Together both artists seek to tap into an open space governed by exchange and furthered by the nature of the themes central to their practices. They work to investigate new typologies, the importance of pleasure/play and visual languages that offer rupture and give pause to our contemporary moment.
Double Dutch is sensitive to the economy of space and scale as well as the feasibility of transportation and mobility through the region. For this reason, the project attempts to create and maintain ties throughout the Caribbean with the National Art Gallery of The Bahamas as pilot and conduit. 50/50 opens on June 2, 2015 and runs through July 27.

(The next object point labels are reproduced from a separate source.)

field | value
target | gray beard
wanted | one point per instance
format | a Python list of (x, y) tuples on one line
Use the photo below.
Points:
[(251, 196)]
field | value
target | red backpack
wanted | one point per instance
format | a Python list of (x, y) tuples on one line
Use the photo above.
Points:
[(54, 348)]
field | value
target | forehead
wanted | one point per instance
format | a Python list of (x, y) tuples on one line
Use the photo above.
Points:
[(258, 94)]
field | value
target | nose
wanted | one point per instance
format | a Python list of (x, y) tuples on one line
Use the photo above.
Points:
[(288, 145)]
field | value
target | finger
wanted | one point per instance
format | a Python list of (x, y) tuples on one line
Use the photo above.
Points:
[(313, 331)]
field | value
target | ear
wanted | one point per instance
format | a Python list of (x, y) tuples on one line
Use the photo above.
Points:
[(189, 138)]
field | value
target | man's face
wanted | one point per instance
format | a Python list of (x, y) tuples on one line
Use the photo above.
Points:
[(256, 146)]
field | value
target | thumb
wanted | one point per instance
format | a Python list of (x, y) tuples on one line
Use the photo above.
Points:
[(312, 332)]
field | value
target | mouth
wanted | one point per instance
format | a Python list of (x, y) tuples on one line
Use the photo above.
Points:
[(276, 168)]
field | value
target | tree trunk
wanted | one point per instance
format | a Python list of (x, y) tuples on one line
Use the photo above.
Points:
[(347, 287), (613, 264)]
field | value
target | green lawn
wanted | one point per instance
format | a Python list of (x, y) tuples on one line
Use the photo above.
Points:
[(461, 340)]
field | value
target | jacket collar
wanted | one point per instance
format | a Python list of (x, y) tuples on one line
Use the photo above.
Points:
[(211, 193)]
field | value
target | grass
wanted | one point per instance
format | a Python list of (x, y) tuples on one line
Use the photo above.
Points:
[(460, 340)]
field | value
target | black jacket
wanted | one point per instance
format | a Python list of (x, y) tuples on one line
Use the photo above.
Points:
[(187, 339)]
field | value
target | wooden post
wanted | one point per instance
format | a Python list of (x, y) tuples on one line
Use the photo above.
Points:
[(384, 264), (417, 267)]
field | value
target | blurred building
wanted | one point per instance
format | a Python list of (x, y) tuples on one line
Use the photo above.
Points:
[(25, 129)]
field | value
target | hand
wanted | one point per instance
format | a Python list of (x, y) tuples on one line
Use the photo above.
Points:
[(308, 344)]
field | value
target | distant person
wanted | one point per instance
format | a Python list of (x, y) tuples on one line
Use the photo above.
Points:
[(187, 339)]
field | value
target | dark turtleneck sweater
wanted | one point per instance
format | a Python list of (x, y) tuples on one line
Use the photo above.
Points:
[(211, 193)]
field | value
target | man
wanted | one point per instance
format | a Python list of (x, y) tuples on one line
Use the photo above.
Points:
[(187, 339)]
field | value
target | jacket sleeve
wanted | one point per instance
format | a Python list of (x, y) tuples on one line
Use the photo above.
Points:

James Cooper (b. Bermuda, 1965) is an artist living and working in Bermuda. He works primarily with photographs, often manipulating the exhibited print, blurring the boundaries between sculpture, installation and photography. Cooper has exhibited widely in the US, Norway, Jamaica, Italy, Canada, Martinique, the United Kingdom and Haiti. His photographic work has also been supported by several major art publications including, Juxtapose, Vice, Dear Dave, Colors and ARC.
In 2013, Robert and Christopher Publishers an imprint publishing house based in Trinidad and Tobago first monograph ‘Pictures from Paradise’ featured a portfolio on Cooper's work, which was then turned into an exhibition of the same name. The show traveled to Toronto in 2014 as a part of the Scotiabank CONTACT Photography Festival. Cooper is also a part of the Fungus Art Collective with Russell de Moura; together they presented their first collaborative project at the Ghetto Biennial in Port au Prince, Haiti in 2013.
Blue Curry (b. Bahamas, 1974) is a London-based artist who works primarily in sculpture and installation. Using an idiosyncratic language of commonplace objects, he engages with themes of exoticism, tourism and cultural commodification. Curry obtained an MFA in fine art at Goldsmiths College in 2009 and has shown extensively. He participated in the Liverpool, SITE Santa Fe and Jamaica Biennials, as well as in group shows at P.P.O.W Gallery, New York; The Art Museum of the Americas, Washington DC; the Fondation Clément, Martinique and the V&A Museum, London. In 2011 he had his first institutional solo show at the Nassauischer Kunstverein (NKV), Germany and was recently selected for the Studio Voltaire Open in London curated by Cory Arcangel and Hanne Mugaas.